Wednesday, December 12, 2012

Finding Your Mom in a Box of Small Details

I'm finally emptying my storage units, and delving through all of my family stuff. I spent tonight going through some of my mom's old things. One box in particular had a bunch of old papers. Now I know some people would just trash it immediately...and believe me, I'm tempted to, but it just isn't in my nature to do so. I have to read it and go through it, and make sure that I'm not getting rid of something *important*. Now how I define *important* and how another person defines that term is definitely going to be different. But I'll tell you some of the things that I found tonight, that I don't want to forget (bear in mind, this does *not* mean that I will keep these things forever)...just that I have to figure out how to move through the physical stuff, and be able to keep the happy feelings and memories in my heart and honor them in a very real and tangible way in my daily life. Anyhoo...on to the things I rediscovered tonight:

An old receipt from the Sonoma Mission Inn...my mom, Grandma and I would go there a couple of days before Christmas.

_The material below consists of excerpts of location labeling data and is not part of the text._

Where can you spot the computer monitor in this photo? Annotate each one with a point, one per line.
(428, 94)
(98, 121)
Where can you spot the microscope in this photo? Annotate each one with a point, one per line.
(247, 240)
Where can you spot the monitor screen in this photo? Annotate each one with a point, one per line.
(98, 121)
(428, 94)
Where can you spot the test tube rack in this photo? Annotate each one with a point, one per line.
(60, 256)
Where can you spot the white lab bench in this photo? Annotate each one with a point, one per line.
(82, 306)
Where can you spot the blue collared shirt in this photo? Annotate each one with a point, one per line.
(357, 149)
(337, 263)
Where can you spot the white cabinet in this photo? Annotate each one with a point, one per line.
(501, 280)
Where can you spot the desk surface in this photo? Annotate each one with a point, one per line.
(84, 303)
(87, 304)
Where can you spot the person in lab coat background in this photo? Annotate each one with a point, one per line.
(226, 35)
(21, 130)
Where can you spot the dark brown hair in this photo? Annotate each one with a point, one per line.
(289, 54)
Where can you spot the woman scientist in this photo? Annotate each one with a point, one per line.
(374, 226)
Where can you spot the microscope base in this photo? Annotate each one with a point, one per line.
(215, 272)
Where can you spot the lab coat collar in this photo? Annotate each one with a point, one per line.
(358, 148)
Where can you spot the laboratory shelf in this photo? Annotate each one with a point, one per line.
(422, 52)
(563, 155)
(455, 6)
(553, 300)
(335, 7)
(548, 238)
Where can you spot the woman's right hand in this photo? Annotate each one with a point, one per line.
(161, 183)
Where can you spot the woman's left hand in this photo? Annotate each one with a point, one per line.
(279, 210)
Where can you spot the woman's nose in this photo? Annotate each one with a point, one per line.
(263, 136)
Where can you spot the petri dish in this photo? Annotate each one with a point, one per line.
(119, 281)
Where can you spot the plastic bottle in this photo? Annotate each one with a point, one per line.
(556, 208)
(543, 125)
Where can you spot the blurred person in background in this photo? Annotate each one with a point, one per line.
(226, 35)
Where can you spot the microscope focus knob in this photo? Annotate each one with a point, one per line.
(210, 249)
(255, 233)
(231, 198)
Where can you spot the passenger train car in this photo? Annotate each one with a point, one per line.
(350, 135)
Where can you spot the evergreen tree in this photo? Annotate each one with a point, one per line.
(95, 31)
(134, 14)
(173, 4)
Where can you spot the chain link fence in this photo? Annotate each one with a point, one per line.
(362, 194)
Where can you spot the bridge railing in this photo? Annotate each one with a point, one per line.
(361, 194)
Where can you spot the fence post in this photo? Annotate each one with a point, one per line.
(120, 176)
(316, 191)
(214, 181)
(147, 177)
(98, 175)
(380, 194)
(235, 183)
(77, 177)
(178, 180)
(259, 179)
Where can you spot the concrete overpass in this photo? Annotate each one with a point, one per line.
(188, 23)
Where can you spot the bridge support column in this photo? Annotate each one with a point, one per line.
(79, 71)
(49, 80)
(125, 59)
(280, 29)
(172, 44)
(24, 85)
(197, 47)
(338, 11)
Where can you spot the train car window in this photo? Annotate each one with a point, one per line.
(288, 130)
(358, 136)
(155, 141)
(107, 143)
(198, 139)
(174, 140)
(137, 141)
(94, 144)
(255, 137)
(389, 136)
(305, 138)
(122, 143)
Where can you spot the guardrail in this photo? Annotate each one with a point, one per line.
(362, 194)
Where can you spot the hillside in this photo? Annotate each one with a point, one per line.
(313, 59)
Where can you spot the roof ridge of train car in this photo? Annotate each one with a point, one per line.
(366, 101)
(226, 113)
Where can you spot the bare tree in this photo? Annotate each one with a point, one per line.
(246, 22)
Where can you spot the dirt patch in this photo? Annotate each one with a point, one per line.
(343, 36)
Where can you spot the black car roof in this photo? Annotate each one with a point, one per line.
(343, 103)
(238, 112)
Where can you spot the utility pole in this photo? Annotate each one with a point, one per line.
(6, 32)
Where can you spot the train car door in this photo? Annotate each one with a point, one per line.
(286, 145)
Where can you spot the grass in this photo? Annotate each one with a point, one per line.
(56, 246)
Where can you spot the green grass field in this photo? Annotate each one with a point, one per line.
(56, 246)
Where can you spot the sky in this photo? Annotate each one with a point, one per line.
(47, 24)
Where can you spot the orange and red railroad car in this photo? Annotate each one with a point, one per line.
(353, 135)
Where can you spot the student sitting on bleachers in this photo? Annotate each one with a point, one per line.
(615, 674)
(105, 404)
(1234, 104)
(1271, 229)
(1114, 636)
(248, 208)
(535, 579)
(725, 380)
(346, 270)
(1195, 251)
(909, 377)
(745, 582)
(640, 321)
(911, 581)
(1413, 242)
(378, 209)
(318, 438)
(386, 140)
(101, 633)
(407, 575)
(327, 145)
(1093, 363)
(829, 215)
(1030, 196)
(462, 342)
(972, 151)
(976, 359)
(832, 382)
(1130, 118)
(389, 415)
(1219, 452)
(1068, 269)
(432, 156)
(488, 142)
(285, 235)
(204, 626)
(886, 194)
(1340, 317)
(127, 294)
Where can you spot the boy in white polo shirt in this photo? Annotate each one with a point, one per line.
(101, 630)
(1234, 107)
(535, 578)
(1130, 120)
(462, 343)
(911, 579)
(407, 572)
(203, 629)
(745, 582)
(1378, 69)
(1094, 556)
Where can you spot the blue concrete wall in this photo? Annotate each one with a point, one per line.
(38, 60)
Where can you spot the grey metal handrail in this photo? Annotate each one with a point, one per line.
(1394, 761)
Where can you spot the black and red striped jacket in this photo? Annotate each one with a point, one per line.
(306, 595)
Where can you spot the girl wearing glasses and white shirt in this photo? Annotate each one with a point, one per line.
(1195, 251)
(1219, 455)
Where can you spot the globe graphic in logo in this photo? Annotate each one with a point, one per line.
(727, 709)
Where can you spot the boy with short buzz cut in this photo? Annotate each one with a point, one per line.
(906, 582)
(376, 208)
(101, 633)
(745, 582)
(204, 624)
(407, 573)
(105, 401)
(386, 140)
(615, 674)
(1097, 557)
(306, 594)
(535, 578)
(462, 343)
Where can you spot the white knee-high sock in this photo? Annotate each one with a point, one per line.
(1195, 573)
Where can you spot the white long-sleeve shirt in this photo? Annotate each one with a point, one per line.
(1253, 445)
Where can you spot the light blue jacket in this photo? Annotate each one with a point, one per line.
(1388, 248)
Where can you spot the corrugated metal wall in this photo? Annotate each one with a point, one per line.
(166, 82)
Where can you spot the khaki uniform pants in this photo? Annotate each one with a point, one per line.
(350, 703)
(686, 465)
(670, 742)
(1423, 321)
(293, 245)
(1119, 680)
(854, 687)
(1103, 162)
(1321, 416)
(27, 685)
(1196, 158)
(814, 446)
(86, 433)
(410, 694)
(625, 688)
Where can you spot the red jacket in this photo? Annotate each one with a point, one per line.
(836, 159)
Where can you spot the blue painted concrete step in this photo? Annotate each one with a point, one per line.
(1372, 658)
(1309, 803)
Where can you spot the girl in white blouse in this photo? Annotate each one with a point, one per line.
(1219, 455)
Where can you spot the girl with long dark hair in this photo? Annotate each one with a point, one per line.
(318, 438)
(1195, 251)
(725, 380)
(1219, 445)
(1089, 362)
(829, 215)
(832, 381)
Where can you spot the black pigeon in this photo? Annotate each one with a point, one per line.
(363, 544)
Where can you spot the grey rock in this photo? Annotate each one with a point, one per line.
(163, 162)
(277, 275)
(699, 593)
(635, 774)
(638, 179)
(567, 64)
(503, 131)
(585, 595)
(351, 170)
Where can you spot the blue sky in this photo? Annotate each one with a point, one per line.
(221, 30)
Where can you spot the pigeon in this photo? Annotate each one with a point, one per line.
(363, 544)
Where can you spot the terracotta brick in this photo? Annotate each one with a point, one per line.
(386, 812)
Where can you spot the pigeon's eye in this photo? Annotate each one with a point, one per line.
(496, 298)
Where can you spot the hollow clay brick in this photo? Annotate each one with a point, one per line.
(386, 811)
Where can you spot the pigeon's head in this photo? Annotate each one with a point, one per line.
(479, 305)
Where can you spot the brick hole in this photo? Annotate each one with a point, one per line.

It was our tradition, to escape the usual hectic wind-up that everyone else was doing right before the holidays. We would say "If it didn't get done by the 22nd...then it's OK. Now it's time to go and relax and remember that the real treasures in life are ones of the heart...and we're going to spend some time together as a family, and enjoy just being together." And we would. We would take yoga classes, and relax. Go swimming at night in the artesian mineral water pool, breathe in the eucalyptus vapors in the steam room, get massages and order room service. We had so much fun. And after a couple of days of relaxation, we would come home and enjoy Christmas *without* the stress. It was a great tradition. One that I fully intend on reliving with my family.

I also found appointment cards from an expensive hair salon that my mom used to take me to. She always had great hair. It was one of the things that she shared with me. I was lucky to have such a giving and fun mom.

But I think the best thing I found was a notepad of my mom's. She had her basic "to do" list kind of stuff in it. Phone numbers. Appointments. Broken things that she had to fix, and what her monthly budget was. ...but then she also had her thoughts written here and there. Hopes, fears, goals, and even challenges. She was a young woman, much like I am today. It's kind of weird to see your mom as a *person* more than your mom. And I realize how much my mom sacrificed to have me. To raise me, and do right by me. She was not perfect. But she gave it her whole heart and she gave up a lot. So much of me is echoed in that notepad. I see things so much more fully now compared to how I was as a teen. But I remember how I used to believe in my mom, and encourage her...I just have to keep doing that for myself now. I miss you so much mom. I know I'll see you again one day. But tonight, I just want to say thank you, for raising me and loving me. I know it wasn't easy. But I appreciate how hard you worked and how much you loved me and just kept pushing yourself to be a mom but never lose yourself. Thank you for that.